Statement: Robert Greenstein, Executive Director on the Medicare Trustees' Report
The new Medicare trustees report clearly demonstrates that the Affordable Care Act (or ACA, the recently enacted health reform legislation) has strengthened the financing of the Medicare program. It also shows that slowing the growth of health care costs will require substantial additional efforts.
The trustees now project that Medicare's Hospital Insurance (HI) trust fund will remain solvent through 2029 -- an improvement of 12 years compared to last year's projection. The improvement reflects the efficiency savings and additional revenues enacted in the ACA. Even under a more pessimistic scenario under which not all of these savings are sustained, the trustees project that the HI trust fund will remain solvent through 2028.
The health reform law thus aids Medicare in two ways. As the trustees' report shows, it strengthens the program's finances. It also improves Medicare's coverage of preventive services, gradually closes the "donut hole" for prescription drugs, and reduces the premiums that beneficiaries will have to pay for Supplementary Medical Insurance (Medicare Part B).

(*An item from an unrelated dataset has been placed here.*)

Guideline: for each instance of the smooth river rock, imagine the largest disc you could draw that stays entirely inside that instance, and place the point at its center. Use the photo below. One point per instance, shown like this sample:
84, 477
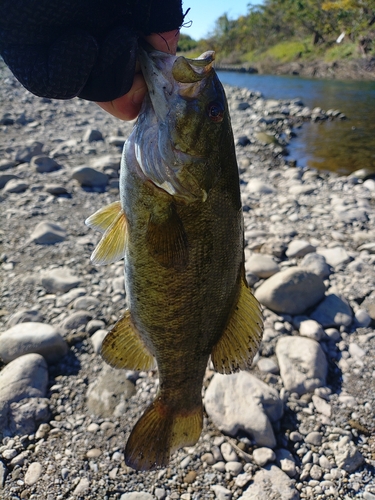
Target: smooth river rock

The trustees also report that as a result of the health reform law, half to four-fifths of Medicare HI's long-term shortfall has been closed, depending on the extent to which the ACA's savings are realized. Under the trustees' main projection, the program's 75-year shortfall has shrunk from 3.88 percent of taxable payroll (total earnings subject to Medicare payroll taxes) in last year's trustees' report to 0.66 percent in this year's report. And even under the trustees' "illustrative alternative" projection, which assumes that only 60 percent of the ACA's savings are achieved in the long run (the scenario that Medicare actuary Richard Foster prefers), half of the long-term shortfall has been closed by this one piece of legislation.
As the trustees observe, the new projections emphasize "the importance of making every effort to make sure that ACA is successfully implemented." The health reform legislation takes important steps to begin restructuring the health care payment and delivery systems to move away from paying providers for more visits or procedures and toward rewarding effective, high-value health care. It also includes an excise tax on high-cost insurance plans that promises to help slow the growth of private health care costs. In addition to faithfully implementing these provisions, further very large steps will need to be taken to curb the growth of health costs system-wide as we learn more (partly from the research and pilot projects that the ACA requires) about how to do so effectively.
Some critics of the health reform law continue to assert that its Medicare savings have somehow been "double counted." This claim is without merit. The Congressional Budget Office has estimated that the ACA will reduce the federal deficit by $143 billion over the 2010-2019 period and by approximately $1.3 trillion in the 2020-2029 decade. Today's trustees report confirms that health reform has extended the life of the HI trust fund by more than a decade. Both of these results flow automatically from the nature of the federal budget and the Medicare trust funds and the normal, longstanding accounting rules that apply to them. No double-counting occurs.
Deficit-reduction legislation has been accounted for in exactly the same way in previous Congresses under both political parties. For example, both the Balanced Budget Act of 1997 and the Deficit Reduction Act of 2005 (both of which were passed by Republican Congresses) included Medicare savings that reduced the federal deficit and improved the solvency of Medicare's HI trust fund. No claims of double-counting were raised when these bills were enacted. Similarly, the Social Security Amendments of 1983 reduced the budget deficit at the same time as they improved the solvency of the Social Security trust funds.